All of that entropy stuff sounds a bit serious, of course, which would be a terrible miscategorisation on my part. Thankfully, here comes Arms, the last of my enlightening multiplayer delights in a year of enlightening multiplayer delights, and there is absolutely no danger of taking Arms seriously at all.
Or is there? In fact, my big takeaway from Nintendo's stretchy, elasticated fighting game, is that the presence of other players in a game sometimes makes it easier for you to think about that game in mechanical terms, to think of the stuff that makes it work and the things it is really trying to do. I am currently convinced that Arms works because of the length of your arms. It's a game about committing to a move, and then hoping - as your fists race away from your body and towards their target - that the move you have committed to has not been anticipated. Arms is Poker, basically. Maybe many fighting games are Poker? This is the kind of connection I would never have made if I hadn't started playing games with other people.
To put it another way, a lot of single-player games get away with stuff.
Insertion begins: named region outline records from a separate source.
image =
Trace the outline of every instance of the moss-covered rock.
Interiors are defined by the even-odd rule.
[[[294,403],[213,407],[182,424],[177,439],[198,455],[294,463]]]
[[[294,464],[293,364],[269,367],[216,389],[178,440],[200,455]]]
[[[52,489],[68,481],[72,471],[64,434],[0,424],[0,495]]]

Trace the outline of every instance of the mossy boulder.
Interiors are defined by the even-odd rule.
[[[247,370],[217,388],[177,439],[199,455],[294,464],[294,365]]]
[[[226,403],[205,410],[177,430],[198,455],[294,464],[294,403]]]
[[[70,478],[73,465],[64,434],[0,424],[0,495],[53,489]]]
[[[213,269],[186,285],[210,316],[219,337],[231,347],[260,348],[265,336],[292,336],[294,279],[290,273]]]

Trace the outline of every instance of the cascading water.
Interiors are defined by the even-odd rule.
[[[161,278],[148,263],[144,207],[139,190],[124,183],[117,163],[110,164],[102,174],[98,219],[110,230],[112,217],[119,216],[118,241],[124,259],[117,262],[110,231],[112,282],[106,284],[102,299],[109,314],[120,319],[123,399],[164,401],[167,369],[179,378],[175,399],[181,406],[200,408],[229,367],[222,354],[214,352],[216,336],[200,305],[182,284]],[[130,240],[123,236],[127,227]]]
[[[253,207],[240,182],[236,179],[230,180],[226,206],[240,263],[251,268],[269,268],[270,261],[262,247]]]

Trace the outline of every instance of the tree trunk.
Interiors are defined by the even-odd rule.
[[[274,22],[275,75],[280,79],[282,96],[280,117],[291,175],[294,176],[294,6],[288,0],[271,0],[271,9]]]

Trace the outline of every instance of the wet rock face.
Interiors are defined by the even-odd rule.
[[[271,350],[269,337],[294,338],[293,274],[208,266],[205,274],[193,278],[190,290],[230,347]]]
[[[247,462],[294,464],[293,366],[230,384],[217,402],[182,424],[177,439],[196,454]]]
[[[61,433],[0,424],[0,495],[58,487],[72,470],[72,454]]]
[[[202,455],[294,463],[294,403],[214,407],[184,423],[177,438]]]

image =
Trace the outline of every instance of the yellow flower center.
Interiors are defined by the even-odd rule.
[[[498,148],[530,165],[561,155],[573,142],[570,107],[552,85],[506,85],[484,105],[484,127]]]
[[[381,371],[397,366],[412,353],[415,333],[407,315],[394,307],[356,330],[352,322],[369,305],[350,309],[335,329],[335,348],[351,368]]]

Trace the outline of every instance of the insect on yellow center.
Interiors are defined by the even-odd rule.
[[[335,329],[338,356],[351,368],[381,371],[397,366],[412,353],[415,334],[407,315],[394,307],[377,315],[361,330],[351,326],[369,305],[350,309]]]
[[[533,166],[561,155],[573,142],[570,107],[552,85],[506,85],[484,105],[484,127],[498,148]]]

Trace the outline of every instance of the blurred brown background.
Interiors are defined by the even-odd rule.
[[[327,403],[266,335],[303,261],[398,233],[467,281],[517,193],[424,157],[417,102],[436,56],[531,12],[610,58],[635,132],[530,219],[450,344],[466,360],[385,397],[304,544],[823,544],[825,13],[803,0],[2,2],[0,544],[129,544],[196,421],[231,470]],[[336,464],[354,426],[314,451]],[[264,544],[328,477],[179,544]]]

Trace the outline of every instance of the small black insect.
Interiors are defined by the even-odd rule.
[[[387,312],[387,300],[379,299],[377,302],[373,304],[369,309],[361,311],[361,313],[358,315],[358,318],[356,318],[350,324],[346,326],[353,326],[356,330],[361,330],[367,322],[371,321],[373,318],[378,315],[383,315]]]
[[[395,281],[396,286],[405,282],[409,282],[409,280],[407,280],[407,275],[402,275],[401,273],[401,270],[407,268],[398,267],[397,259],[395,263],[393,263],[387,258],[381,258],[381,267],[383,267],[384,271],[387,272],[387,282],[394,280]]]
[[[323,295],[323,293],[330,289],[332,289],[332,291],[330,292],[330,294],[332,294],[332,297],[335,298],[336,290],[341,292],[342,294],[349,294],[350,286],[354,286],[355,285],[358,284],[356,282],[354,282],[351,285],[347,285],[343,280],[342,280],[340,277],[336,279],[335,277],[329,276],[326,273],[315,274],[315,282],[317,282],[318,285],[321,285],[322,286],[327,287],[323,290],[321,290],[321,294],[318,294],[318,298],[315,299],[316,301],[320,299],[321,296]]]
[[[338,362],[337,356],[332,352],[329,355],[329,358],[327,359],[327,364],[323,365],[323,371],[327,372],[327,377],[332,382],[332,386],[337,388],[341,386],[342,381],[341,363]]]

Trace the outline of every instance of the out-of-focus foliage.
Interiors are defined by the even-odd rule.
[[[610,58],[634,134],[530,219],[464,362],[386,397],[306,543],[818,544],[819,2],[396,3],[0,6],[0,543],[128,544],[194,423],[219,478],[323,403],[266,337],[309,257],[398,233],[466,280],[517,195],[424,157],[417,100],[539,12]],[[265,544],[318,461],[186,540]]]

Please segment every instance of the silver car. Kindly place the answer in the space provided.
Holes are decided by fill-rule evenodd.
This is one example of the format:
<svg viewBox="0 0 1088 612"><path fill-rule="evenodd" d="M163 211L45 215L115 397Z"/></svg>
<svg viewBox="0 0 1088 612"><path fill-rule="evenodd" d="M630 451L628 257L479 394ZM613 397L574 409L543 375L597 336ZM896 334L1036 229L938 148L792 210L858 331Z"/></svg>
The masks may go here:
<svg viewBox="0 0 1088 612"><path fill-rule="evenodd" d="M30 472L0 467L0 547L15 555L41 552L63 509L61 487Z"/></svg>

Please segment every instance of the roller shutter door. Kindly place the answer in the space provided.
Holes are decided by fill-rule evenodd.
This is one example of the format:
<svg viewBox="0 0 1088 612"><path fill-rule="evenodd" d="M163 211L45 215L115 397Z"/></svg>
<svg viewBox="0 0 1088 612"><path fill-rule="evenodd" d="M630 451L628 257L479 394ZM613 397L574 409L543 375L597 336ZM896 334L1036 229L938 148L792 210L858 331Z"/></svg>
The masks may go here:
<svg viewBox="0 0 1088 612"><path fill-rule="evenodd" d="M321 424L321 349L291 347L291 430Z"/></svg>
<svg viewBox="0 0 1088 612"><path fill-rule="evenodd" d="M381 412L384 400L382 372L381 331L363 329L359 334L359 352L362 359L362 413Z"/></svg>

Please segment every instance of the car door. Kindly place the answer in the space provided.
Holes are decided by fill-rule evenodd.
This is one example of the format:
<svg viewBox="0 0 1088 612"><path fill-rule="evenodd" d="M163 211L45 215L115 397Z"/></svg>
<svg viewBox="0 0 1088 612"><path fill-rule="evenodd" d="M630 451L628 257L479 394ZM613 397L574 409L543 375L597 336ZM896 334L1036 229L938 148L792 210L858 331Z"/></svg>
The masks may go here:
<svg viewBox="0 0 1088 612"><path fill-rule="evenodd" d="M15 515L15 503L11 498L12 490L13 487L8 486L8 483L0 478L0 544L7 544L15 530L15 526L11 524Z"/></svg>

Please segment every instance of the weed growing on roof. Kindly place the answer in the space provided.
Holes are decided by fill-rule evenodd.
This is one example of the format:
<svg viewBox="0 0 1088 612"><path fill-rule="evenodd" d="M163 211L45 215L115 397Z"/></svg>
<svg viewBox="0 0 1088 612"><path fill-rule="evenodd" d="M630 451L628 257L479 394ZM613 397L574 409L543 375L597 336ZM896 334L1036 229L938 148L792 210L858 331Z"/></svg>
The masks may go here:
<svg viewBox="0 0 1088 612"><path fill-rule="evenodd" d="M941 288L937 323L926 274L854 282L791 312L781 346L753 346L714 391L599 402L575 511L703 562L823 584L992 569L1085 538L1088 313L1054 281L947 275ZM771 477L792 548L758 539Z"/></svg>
This is my main takeaway from this year, I think. A single-player game can fool you or blind you or get one over on you in some way if it has distracting qualities of sufficient power to mask the wound in its heart. Multiplayer games have to be better than that, just to be any good at all. They have to work out of the box and they have to have the rules and the ideas and the sense of themselves that will propel them to the top. It's evolutionary. They need to be good just to survive - which is probably why we're starting to see all these loot boxes cropping up: another means of revenue, sure, but also a finger on the scale, a temptation towards addictive behaviour that can maybe keep something sub-par afloat a little longer.
2017 has been an astonishing year for games - that much was obvious even a few months in. What has surprised me, though, is how much time I spent in 2017 playing with other people - and how brilliant playing with other people has been. As long as you forget about the loot boxes.